Given the allegations of the plaintiffs' Complaint, particularly their charge that the individual defendants expressed their intention to approve their development plan so long as the plaintiffs waived whatever rights they might possess under the 1965 Whitehall Township-DML Realty Agreement, and the fact that Pennsylvania has no interest in establishing a uniform land use policy, we find that Burford does not require that we abstain from adjudicating the plaintiffs' constitutional claims in this action. Though this case certainly presents a very close question of whether we should abstain, we believe that this action does present something more than a simple land use case. We pause to note, however, that our conclusions, both as to whether the plaintiffs have stated a claim for deprivation of their right to substantive due process and that Burford abstention does not apply here, are subject to further review once the factual record in this case has been developed. As previously stated, we have for the most part had to rely upon the allegations of the plaintiffs' Complaint in assessing the nature of the plaintiffs' claims. A question remains, of course, as to whether those allegations will be borne out through the process of discovery.
Finally, to the extent that the defendants' abstention argument is nothing more than a claim that the plaintiffs should be required to exhaust their state court remedies, their assertions have no legal basis. See Williams v. Hepting, supra. The fact that the plaintiffs may be able to obtain some relief from the defendants' action in state court does not negate their claim that the defendants actions deprived them of their right to substantive, as opposed to procedural, due process. See Schwartz, The Postdeprivation Remedy Doctrine of Parrat v. Taylor and Its Application To Cases of Land Use Regulation, 21 Ga.L.Rev. 601 (1987).
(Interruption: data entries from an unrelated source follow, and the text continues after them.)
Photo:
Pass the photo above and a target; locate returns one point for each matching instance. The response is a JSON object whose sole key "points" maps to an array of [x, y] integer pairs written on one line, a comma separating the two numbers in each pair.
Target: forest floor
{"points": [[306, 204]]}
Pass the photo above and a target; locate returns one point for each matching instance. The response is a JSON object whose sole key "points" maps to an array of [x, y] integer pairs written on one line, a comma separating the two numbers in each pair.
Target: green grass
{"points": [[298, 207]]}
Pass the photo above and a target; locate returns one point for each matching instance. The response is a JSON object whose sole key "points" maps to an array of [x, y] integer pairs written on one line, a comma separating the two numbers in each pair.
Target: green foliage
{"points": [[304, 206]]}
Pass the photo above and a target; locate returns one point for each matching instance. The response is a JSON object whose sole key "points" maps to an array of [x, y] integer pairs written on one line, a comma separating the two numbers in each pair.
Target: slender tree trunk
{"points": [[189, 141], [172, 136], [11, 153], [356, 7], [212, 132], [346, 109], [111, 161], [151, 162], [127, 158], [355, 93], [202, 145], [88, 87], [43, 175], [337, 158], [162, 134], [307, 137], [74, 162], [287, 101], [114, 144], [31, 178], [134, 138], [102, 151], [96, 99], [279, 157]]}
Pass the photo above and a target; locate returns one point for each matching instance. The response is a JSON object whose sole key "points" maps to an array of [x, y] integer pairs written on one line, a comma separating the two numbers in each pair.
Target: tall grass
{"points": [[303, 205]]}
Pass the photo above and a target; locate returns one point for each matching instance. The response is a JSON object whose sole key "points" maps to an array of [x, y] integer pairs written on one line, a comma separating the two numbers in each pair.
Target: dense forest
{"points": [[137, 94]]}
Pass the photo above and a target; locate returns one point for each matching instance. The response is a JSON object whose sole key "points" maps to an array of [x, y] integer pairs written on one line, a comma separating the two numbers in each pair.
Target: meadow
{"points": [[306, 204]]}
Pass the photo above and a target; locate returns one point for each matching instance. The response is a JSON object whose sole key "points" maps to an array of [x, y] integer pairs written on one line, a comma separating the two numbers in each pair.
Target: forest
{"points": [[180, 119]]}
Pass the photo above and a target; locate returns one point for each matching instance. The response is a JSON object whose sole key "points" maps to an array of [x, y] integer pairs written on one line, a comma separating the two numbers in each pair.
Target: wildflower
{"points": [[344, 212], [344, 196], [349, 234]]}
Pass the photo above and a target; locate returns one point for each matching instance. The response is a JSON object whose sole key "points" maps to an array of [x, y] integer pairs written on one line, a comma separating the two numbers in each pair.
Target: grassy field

ORDER - August 24, 1988, Filed
AND NOW, this 22nd day of August, 1988, upon consideration of: (1) the defendants' Motion to Dismiss, Doc. #2, and the plaintiffs' response thereto, Doc. #3, and (2) defendants' Motion For Protective Order, Doc. #4, and the plaintiffs' response thereto, Doc. #5, IT IS ORDERED that:
(1) defendants' Motion to Dismiss is DENIED and the defendants' shall file an answer to the plaintiffs' Complaint within twenty(20) days of the entry of this Order on the record by the Clerk of this Court, and
(2) defendants' Motion For Protective Order, Doc. #4, is DENIED.